Ils furent entendus le même jour par un agent du service de police judiciaire, section police des étrangers et des jeux, de la police grand-ducale sur l’itinéraire suivi pour venir au Luxembourg et sur leur identité.

Ils furent encore entendus séparément en date des 19 mars, 20 mars, 21 mars, 23 mai, 18 décembre et 19 décembre 2003 par un agent du ministère de la Justice sur les motifs à la base de leurs demandes d’asile.

Par décision du 9 avril 2004, notifiée par lettre recommandée expédiée le 20 avril 2004, le ministre de la Justice les informa de ce que leur demande avait été rejetée au motif qu’ils n’allégueraient aucune crainte raisonnable de persécution susceptible de rendre leur vie intolérable dans leur pays, de sorte qu’aucune crainte justifiée de persécution en raisons d’opinions politiques, de la race, de la religion, de la nationalité ou de l’appartenance à un certain groupe social ne serait établie dans leur chef.

Suite à un recours gracieux introduit par le mandataire de la famille … par courrier du 12 mai 2004, le ministre de la Justice prit une décision confirmative datée du 11 juin 2004, qui lui fut notifiée par courrier recommandé expédié le 15 juin 2004.

La famille … a fait introduire un recours contentieux tendant à la réformation des deux décisions ministérielles précitées par requête déposée en date du 8 juillet 2004, recours déclaré recevable en la forme par jugement du 27 octobre 2004, numéro 18360 du rôle.

Quant au fond, les requérants font plaider que les décisions ministérielles déférées n’apprécieraient pas à ses justes proportions leur situation individuelle. Ils insistent sur l’appartenance ethnique allemande des sieurs … et sur les discriminations subies par les minorités.

Ils exposent qu’ils auraient été soumis à des persécutions accrues suite à la constitution d’un fonds de charité au profit de la minorité ethnique allemande et suite à leur activité politique au sein d’un mouvement dénommé « Rossia Molodaïa ». Ils précisent à ce sujet que tant Monsieur … que Monsieur … auraient été à plusieurs reprises passés à tabac par la milice, et que leurs plaines afférentes auraient toutes été classées sans suite.

Ils en concluent qu’il existerait des craintes sérieuses pour la subsistance de l’ensemble de la famille ….

Le délégué du Gouvernement soutient que le ministre aurait fait une saine appréciation de la situation des demandeurs et que le recours sous analyse laisserait d’être fondé.

Il y a lieu de relever liminairement que les décisions ministérielles litigieuses, outre d’être motivées quant au fond par la considération que les motifs de persécution invoqués par les demandeurs ne sauraient pas, de par leur nature, être utilement retenus pour justifier une demande en obtention du statut de réfugié au sens de la Convention de Genève, sont d’abord basées sur le constat d’un défaut de crédibilité et de cohérence au niveau du récit présenté par les requérants à l’appui de leur demande, le ministre, dans sa décision initiale du 9 avril 2004, ayant fait état à cet égard de toute une série d’incohérences et d’éléments mettant en doute la crédibilité des déclarations des requérants.
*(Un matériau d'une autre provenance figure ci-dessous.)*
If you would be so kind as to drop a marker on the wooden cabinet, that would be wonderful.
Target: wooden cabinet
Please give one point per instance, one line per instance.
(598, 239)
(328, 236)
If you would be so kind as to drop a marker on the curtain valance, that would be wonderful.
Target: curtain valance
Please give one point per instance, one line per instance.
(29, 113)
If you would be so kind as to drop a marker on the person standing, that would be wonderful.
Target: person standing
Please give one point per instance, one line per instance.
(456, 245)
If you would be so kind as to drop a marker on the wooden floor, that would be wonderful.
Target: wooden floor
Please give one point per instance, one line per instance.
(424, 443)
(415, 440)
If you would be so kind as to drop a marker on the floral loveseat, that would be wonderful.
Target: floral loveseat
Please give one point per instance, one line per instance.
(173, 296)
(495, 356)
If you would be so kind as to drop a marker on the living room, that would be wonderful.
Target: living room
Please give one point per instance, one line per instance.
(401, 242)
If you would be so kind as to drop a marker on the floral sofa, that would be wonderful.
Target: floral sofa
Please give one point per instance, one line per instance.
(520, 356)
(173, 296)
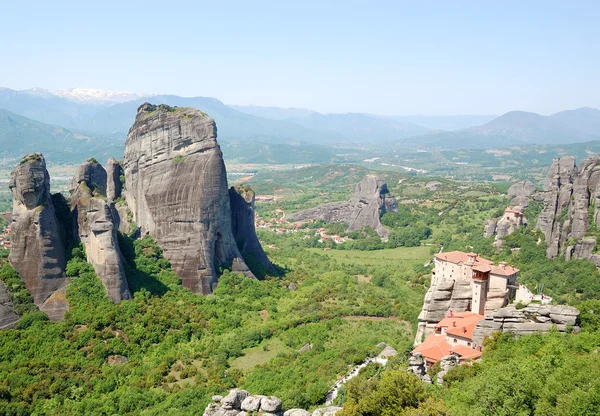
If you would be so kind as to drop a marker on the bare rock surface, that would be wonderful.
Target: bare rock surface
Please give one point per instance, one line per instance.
(97, 229)
(37, 249)
(8, 316)
(519, 193)
(176, 187)
(369, 202)
(242, 224)
(114, 171)
(531, 319)
(490, 228)
(570, 193)
(442, 296)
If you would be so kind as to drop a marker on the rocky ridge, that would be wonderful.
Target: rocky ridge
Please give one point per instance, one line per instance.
(519, 194)
(528, 320)
(37, 248)
(178, 192)
(241, 403)
(571, 198)
(368, 203)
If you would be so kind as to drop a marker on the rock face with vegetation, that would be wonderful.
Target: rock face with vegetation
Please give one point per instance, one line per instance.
(96, 228)
(442, 296)
(520, 192)
(528, 320)
(369, 202)
(241, 403)
(176, 187)
(571, 209)
(507, 224)
(114, 172)
(242, 223)
(8, 316)
(37, 248)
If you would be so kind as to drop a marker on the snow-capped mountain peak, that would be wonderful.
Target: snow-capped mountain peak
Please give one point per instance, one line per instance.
(38, 92)
(96, 96)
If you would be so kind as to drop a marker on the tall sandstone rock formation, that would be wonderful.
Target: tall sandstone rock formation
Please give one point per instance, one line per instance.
(8, 316)
(37, 248)
(369, 202)
(242, 223)
(571, 198)
(176, 187)
(96, 227)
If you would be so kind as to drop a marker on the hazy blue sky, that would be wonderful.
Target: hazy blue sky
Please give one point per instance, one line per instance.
(386, 57)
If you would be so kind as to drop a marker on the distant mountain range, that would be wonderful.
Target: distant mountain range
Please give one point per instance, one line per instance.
(102, 114)
(20, 135)
(520, 128)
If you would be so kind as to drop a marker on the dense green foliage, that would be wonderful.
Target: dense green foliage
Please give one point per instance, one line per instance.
(19, 296)
(169, 350)
(552, 374)
(392, 393)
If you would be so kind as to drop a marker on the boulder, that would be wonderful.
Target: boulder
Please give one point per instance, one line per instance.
(532, 319)
(37, 248)
(234, 399)
(252, 403)
(490, 228)
(176, 188)
(519, 189)
(369, 202)
(327, 411)
(296, 412)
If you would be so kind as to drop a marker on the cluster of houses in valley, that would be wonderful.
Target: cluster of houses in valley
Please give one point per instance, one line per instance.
(282, 226)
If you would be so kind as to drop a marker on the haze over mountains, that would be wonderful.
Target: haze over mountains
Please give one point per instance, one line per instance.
(96, 118)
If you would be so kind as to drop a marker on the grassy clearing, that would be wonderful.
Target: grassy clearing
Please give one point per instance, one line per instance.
(387, 256)
(260, 355)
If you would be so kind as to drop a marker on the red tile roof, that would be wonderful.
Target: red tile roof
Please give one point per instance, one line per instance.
(458, 257)
(481, 264)
(465, 331)
(465, 352)
(459, 320)
(434, 348)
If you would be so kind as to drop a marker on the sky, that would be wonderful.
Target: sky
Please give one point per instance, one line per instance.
(382, 57)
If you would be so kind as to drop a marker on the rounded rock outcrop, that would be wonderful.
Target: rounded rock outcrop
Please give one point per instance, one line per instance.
(176, 188)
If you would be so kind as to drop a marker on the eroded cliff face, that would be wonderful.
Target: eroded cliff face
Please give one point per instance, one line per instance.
(96, 227)
(242, 223)
(529, 320)
(8, 316)
(114, 171)
(37, 249)
(571, 198)
(369, 202)
(176, 187)
(443, 295)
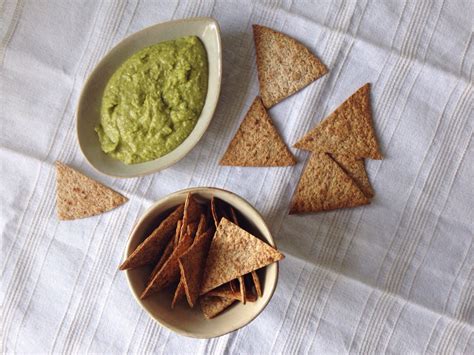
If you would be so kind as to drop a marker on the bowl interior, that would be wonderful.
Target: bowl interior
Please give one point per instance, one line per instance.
(88, 112)
(182, 319)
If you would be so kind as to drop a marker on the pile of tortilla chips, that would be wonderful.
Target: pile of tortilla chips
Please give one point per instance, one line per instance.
(284, 67)
(335, 175)
(201, 252)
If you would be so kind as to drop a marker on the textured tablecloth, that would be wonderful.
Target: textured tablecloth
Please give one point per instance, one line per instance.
(395, 276)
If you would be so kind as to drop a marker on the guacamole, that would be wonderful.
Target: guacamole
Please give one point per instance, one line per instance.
(153, 101)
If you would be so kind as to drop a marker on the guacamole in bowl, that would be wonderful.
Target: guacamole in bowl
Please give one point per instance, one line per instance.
(153, 101)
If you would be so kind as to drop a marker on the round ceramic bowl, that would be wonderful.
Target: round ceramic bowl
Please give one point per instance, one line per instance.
(183, 319)
(88, 111)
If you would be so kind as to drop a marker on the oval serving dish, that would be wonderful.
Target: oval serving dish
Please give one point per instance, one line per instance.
(88, 111)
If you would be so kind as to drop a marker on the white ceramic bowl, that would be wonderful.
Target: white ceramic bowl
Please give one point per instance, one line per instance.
(88, 111)
(183, 319)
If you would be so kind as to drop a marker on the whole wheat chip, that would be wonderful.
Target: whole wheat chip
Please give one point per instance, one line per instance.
(347, 131)
(192, 212)
(166, 254)
(178, 294)
(226, 291)
(212, 306)
(169, 273)
(79, 196)
(149, 251)
(325, 186)
(284, 65)
(256, 282)
(202, 225)
(233, 253)
(257, 142)
(192, 264)
(255, 278)
(355, 168)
Le ministre a plus précisément émis des doutes quant au fait que la plainte prétendument déposée par les frères … auprès de la commission électorale locale contre le candidat … ait pu être la cause des persécutions subies, le dénommé … ayant de toute façon perdu les élections au profit d’un certain… , et ce sans que l’intervention des frères … n’y ait joué un quelconque rôle.

Le ministre a encore émis des doutes quant à la relation de causalité existant prétendument entre la prédite plainte et l’adhésion à un mouvement politique des frères … et les contrôles administratifs subis par après, en relevant que ces derniers contrôles trouvent plutôt leur origine dans le montage juridique peu orthodoxe organisé par les frères … et consistant à utiliser un fonds de charité pour poursuivre des activités commerciales. Dans le même ordre d’idées, le ministre relève que la simple adhésion à un mouvement politique ne saurait plausiblement expliquer les persécutions alléguées, une telle adhésion ne plaçant pas les requérants dans une situation particulièrement exposée.

La décision ministérielle relève par ailleurs un défaut de crédibilité consistant dans le fait que les épouses des frères … aient tout ignoré des activités diverses poursuivies par leurs époux respectifs, activités qui auraient pourtant provoqué les persécutions alléguées.

Enfin, le ministre souligne que l’éventualité d’une discrimination du fait de l’appartenance des requérants à la minorité allemande ne saurait être retenue le cas échéant que dans le seul chef de Madame …, étant donné que celle-ci est seule à invoquer une telle persécution.

Or, concernant les motifs de refus ci-avant évoqués basés sur l’invraisemblance et l’incohérence du récit présenté par les requérants, force est de constater que les requérants n’ont pas fourni le moindre élément tangible, voire une quelconque explication susceptible d’élucider leur situation au regard des interrogations pourtant clairement posées, de sorte que le tribunal, confronté à un dossier non autrement instruit sur ces points, ne peut que constater que lesdits motifs de refus n’ont pas été utilement combattus, les demandeurs n’ayant tout simplement pas pris position y relativement, mais s’étant contentés, outre de décrire d’une manière générale la situation des minorités ethniques en Russie, de reprendre certains points de leurs déclarations telles que actées par les services du ministère de la Justice, de manière à ne pas avoir mis le tribunal en mesure d’engager utilement un quelconque débat afférent.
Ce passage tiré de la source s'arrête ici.